Hukum Harta Perkawinan yang Berlaku Sesudah Diundangkannya UU Perkawinan (Jilid V)
Kolom Hukum J. Satrio

Hukum Harta Perkawinan yang Berlaku Sesudah Diundangkannya UU Perkawinan (Jilid V)

Merupakan kelanjutan dari artikel sebelumnya yang sedang mempertanyakan apakah kata-kata “di bawah penguasaan masing-masing” sama dengan tetap menjadi “milik” masing-masing suami dan isteri ataukah hanya “dikuasai” oleh masing-masing suami-isteri yang membawanya ke dalam perkawinan.

Oleh:
RED
Bacaan 2 Menit
J. Satrio
J. Satrio

Untuk kejelasannya kita perlu lihat peraturan pelaksanaannya, yang nantinya mestinya ada.

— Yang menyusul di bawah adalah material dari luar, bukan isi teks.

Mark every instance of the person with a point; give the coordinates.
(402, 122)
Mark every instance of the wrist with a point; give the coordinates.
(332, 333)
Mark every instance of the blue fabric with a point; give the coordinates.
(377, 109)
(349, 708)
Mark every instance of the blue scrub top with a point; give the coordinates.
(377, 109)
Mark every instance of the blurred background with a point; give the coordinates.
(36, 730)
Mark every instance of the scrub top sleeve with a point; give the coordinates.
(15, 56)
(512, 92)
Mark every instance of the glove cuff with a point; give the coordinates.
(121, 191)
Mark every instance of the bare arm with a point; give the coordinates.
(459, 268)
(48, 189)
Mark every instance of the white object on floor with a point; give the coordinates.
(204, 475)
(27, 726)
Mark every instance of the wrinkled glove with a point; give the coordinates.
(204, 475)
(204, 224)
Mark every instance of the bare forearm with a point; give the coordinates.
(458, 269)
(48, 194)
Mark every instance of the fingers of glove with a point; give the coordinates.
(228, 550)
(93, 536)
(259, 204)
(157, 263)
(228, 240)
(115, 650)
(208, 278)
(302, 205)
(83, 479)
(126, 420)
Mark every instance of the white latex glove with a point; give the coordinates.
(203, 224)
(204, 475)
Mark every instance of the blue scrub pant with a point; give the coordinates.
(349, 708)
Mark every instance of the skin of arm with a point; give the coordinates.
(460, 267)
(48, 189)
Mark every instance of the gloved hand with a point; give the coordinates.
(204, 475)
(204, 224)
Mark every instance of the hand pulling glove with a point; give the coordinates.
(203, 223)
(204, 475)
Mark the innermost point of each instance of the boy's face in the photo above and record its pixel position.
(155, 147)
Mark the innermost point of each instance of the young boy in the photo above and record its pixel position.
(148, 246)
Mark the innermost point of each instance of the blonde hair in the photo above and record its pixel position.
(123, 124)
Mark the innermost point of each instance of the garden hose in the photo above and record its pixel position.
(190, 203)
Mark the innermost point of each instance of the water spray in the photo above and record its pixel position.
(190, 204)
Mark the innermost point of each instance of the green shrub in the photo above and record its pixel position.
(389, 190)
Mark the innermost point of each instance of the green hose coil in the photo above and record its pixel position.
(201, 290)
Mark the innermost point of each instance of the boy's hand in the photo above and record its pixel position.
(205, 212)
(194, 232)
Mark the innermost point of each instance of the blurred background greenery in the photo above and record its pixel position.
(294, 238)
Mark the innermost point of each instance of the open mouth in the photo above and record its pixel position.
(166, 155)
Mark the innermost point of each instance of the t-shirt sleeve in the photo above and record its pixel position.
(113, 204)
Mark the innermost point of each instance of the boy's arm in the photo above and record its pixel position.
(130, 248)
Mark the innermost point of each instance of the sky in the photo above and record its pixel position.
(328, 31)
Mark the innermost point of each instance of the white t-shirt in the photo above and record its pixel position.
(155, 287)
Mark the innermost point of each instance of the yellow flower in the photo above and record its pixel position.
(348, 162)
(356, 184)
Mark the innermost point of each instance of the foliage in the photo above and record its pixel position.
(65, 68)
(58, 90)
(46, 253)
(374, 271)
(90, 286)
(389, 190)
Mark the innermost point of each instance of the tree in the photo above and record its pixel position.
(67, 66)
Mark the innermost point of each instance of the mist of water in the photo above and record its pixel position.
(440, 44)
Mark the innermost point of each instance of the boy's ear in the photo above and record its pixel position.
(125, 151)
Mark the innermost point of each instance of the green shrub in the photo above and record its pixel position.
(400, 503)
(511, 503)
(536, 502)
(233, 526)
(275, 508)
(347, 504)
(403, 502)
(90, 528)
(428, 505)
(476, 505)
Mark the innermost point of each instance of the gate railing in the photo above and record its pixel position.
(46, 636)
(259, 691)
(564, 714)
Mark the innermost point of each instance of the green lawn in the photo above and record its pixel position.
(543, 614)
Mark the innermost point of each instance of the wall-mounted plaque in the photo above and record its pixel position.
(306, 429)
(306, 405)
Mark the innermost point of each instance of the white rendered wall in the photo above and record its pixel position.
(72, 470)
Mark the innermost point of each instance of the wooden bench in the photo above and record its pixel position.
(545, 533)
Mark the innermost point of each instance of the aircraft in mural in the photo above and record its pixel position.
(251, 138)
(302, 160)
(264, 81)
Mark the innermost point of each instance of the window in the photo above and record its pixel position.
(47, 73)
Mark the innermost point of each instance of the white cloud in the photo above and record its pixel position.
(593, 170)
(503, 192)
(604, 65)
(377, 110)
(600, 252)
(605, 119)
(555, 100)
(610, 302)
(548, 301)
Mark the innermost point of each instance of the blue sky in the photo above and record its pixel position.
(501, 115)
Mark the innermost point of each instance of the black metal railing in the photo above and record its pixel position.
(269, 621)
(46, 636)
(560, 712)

Kata-kata “sepanjang para pihak tidak menentukan lain” dalam Pasal 35 ayat (2) UU Perkawinan mestinya mau mengatakan, bahwa atas asas yang dianut dalam Pasal 35 ayat (1), undang-undang membolehkan para pihak untuk menyimpanginya. Penyimpangan atasnya mestinya dengan sepakat para pihak. Ketentuan itu belum menetapkan kapan para pihak boleh menyepakati penyimpangan itu dan bagaimana caranya?

 

Dari ketentuan Pasal 35 UU Perkawinan bisa kita simpulkan, bahwa terpisahnya harta bawaan dari harta bersama terjadi demi hukum. Lalu, bagaimana suami atau isteri nantinya bisa membuktikan, apa yang telah dibawa olehnya ke dalam perkawinan? Bahkan pihak ketiga kreditur punya kepentingan sekali untuk tahu harta mana merupakan harta bersama, yang mestinya menjadi jaminan tagihannya?

 

Dikatakan “mestinya” karena kita belum tahu prinsip tanggung jawab yang dianut dalam hukum harta perkawinan menurut UU Perkawinan.

 

Untuk benda-benda atas nama memang kita dengan mudah bisa mengetahui, apakah benda itu diperoleh sebelum atau sesudah perkawinan dan siapa yang membawanya ke dalam perkawinan, tetapi bagaimana dengan benda-benda bergerak tidak atas nama? Apakah untuk mengatasi hal itu -sebagaimana dalam KUH Perdata- perlu dan harus dilakukan pencatatan sebelum perkawinan dilangsungkan? Apakah pencatatan itu harus dilakukan di depan seorang pejabat? Kita tunggu saja peraturan pelaksanaan Pasal 35 UU Perkawinan. 

 

Selanjutnya Pasal 36 UU Perkawinan mengatakan:

  1. Mengenai harta bersama suami atau isteri dapat bertindak atas persetujuan kedua belah pihak;
  2. Mengenai harta bawaan masing-masing suami dan isteri mempunyai hak sepenuhnya untuk melakukan perbuatan hukum mengenai harta bendanya”.

 

Perhatikan kata-kata “mengenai harta bersama” dan “dapat bertindak atas persetujuan kedua belah pihak”. Kalau yang disebutkan di depan benar, maka kita tahu, bahwa harta bersama adalah harta yang diperoleh suami dan isteri sepanjang perkawinan, yang bukan berupa harta hibahan (yang bukan diperoleh atas dasar hibah) maupun yang bukan diperoleh atas dasar warisan, oleh masing-masing suami atau isteri. Kata-kata dalam Pasal 36 ayat (1) UU Perkawinan di atas bersifat umum -harta bersama- tidak dibedakan apakah wujud harta bersama itu berupa harta bergerak atau harta tetap.

 

Kata-kata “atas persetujuan kedua belah pihak” biasa ditafsirkan, untuk mengambil tindakan hukum atas harta bersama, suami perlu mendapat persetujuan dari isteri dan sebaliknya isteri perlu persetujuan suami.